L’emergenza femminicidio e la difficoltà della sinistra nel combattere battaglie con spirito bipartisan

20 Nov 2023 16:15 - di Mario Campanella

La morte di Giulia Cecchettin è stata tremenda. Così come per ognuna delle 103 donne uccise in questo anno. E tuttavia sembra innaturale scollegarla dalle altre 102, poiché è impossibile fare una classifica del dolore. Cercare di capire le ragioni perché un uomo, addirittura un ragazzino di 22 anni, uccida la propria compagna non è facile.
Si possono elencare i continui colpevoli tra scuola, famiglia, centri aggregativi ma sarebbe insufficiente.
Di sicuro, la famiglia ha subito una profonda trasformazione sin dalla fine degli anni settanta per una serie di variazioni sociali enormi.
Ma anche questo è solo un segmento, per quanto importante, che non spiega al meglio le difficoltà di entrare in empatia, l’accettazione del dolore di una separazione, che è di per sé un lutto, la difficoltà di recepire la sofferenza del distacco e di viverla per quella che è, una sensazione di solitudine e di sconfitta che va elaborata e vissuta fino in fondo come processo di maturazione.
Ha ragione Nordio quando afferma che più che una nuova legge servono sistemi di correlazione che riuniscano due universi paralleli fatti per incontrarsi.
Ci sono considerazioni da fare intorno a fenomeni che vengono automaticamente amplificati da un sistema mediatico che coinvolge i social.

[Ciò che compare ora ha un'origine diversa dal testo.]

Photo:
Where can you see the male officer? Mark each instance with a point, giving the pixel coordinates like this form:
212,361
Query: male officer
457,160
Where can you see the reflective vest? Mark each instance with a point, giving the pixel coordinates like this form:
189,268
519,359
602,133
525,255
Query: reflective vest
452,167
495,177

La prima è che non servono sistemi surrettizi di femminismo intesi e concepiti come negli anni settanta e cioè come scontro sociale.

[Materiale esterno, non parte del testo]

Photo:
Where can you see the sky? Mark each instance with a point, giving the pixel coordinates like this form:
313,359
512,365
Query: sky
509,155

I processi di conquista sociale presuppongono obiettivi che oggi sono completamente diversi da allora.
È corretto insistere sui sistemi educativi ma sarebbe ipocrita non censurare quelli usati nell’ultimo trentennio, poco efficaci e poco capaci di accedere alle sensibilità individuali.
Il limite che ha la sinistra, storicamente, almeno quella massimalista, è considerare ogni azione subliminale in funzione del consenso.
Lo si è visto nelle politiche antimafia, che negli anni settanta e ottanta erano interessanti e coinvolgenti e che hanno mano mano perso seduzione e interesse. Se un tema comune (lo sono la lotta alla mafia e ai femminicidi) diventa motivo di parte o di prevalenza di una parte cessa di essere condiviso.
Un’altra considerazione è la continua tentazione che ha una parte politica di trasformare tragedie in possibili opportunità di politicizzazione. È successo tante volte e rischia di succedere ancora, attraverso candidature spot che vanificano la ragione sociale dei temi trattati.
Per tanto tempo la sociologia di comunità (che ha molti meriti) ha guidato i processi politici del PCI e della sinistra pensante europea, negando in ogni modo le responsabilità individuali rispetto a quelle collettive. Se tutto è colpa della società si elide la colpa singola. Dostoevskij pare essere stato liquidato con molta leggerezza dalla narrazione dominante. Foucault più di tutti indirizzò il cambiamento ideologico della sinistra e per tanto tempo, ancora oggi, l’umanesimo liberale è stato zittito.
Se fosse possibile agire come mediazione generale dei conflitti dovremmo chiedere giustamente una reciproca collaborazione tra ogni parte attiva, mentre dopo avere accusato (con molte ragioni) il capitalismo puro di avere prodotto sperequazione e aree di degrado che favorivano la delinquenza oggi accusiamo la troppa opulenza di avere partorito mostri. E ancora invochiamo una nuova organizzazione familiare e allo stesso tempo indichiamo diverse opzioni di famiglia.
C’è abbastanza confusione e terreno di coltura per i profittatori del business del dolore e scarsa volontà di realizzare quei percorsi di conoscenza di sé stessi e degli altri che rendevano possibile l’omeostasi del passato. Fare di una questione così complessa un motivo di revanche difficilmente porterà benefici rilevanti.